Ma questa e' un strada "particolare".
E pare che sia stata aperta con il Bonsu Facciate 2022
e il Bonus 110: possono chiederlo anche gli inquilini.
E' quella che vuole intraprendre lei ?
> e la facciata (bonus) oltretutto siamo tutti e 3
> senza disponibilità economica e quindi sarebbe
> una manna da cielo approfittare dei bonus.
E un rischio.
Sa cosa succede se il bonus salta ?
(cioe' se l'Agenzia delle Entrate torna da voi
tra alcuni anni per chiedervi indietro i soldi a
causa di qualche errore formale o irregolarita'
urbanistica ?)
Se riesce a convincere la zia e la figlia, in ogni
caso occorre la firma del proprietario e della
proprietaria per la pratica.
L'Agenzia delle Entrate ha chiarito che anche gli
inquilini che hanno case in affitto possono usufruire
della detrazione al 90% prevista dal bonus facciate
2022 per effettuare lavori di tinteggiatura, recupero,
restauro del fabbricato e di balconi, cornicioni,
grondaie, pluviali, parapetti e parti impiantistiche
interessate a patto che siano parte della facciata
dello stabile o, ancora, lavori a livello termico o
che interessino oltre il 10% dell'intonaco della
superficie disperdente lorda complessiva dello stabile.

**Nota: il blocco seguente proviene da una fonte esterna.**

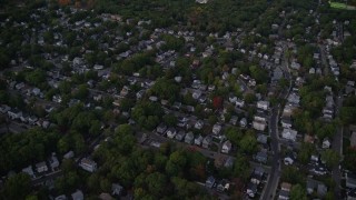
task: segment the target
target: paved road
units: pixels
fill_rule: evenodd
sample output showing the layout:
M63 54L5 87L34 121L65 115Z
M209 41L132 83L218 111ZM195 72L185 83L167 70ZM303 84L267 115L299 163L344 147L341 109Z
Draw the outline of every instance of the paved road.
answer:
M279 93L279 97L281 97L283 99L286 99L290 92L291 89L291 77L290 77L290 71L289 71L289 61L286 54L287 51L287 46L284 42L283 44L284 48L284 59L283 59L283 70L284 70L284 74L286 77L286 79L289 80L289 88L285 89L281 93ZM274 199L275 194L276 194L276 190L278 187L278 182L279 182L279 177L280 177L280 143L281 140L278 137L278 119L279 119L279 110L280 110L280 104L277 104L276 107L273 108L271 110L271 116L269 119L269 134L270 134L270 139L271 139L271 150L274 152L274 157L273 157L273 166L271 166L271 170L270 170L270 174L268 177L268 181L266 183L266 187L261 193L261 198L263 200L267 200L267 199Z
M278 142L278 113L279 113L278 110L279 110L279 104L273 108L271 117L269 120L271 150L274 152L274 157L273 157L273 166L268 177L268 181L261 193L260 199L263 200L273 199L278 186L279 177L280 177L280 154L279 154L280 148Z
M339 96L340 98L337 97L336 100L336 114L339 114L339 110L343 107L343 96ZM332 143L333 149L339 153L340 158L343 158L343 126L339 126L337 128L336 134L334 136L333 143ZM342 199L340 197L340 181L342 181L342 172L339 169L339 166L337 164L333 169L333 179L335 181L335 199Z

Ovviamente sono incluse anche le spese propedeutiche
e per i ponteggi.
Non solo gli affittuari, ma anche chi sta nella
abitazione per comodato (prestito grauito) o
altro motivo per detenere l'immobile. Quindi, ancora
una volta non interessa il tipo di inquilinato
dello stabile. Sara' cura del professionista incaricato
della pratica di ottenere la necessaria prova (una
dichiarazione del proprietario o una copia del
contratto, etc.) oltre che l'assenso del proprietario
(non si puo' fare lavori importanti senza il permesso
del "padrone" sulla sua proprieta').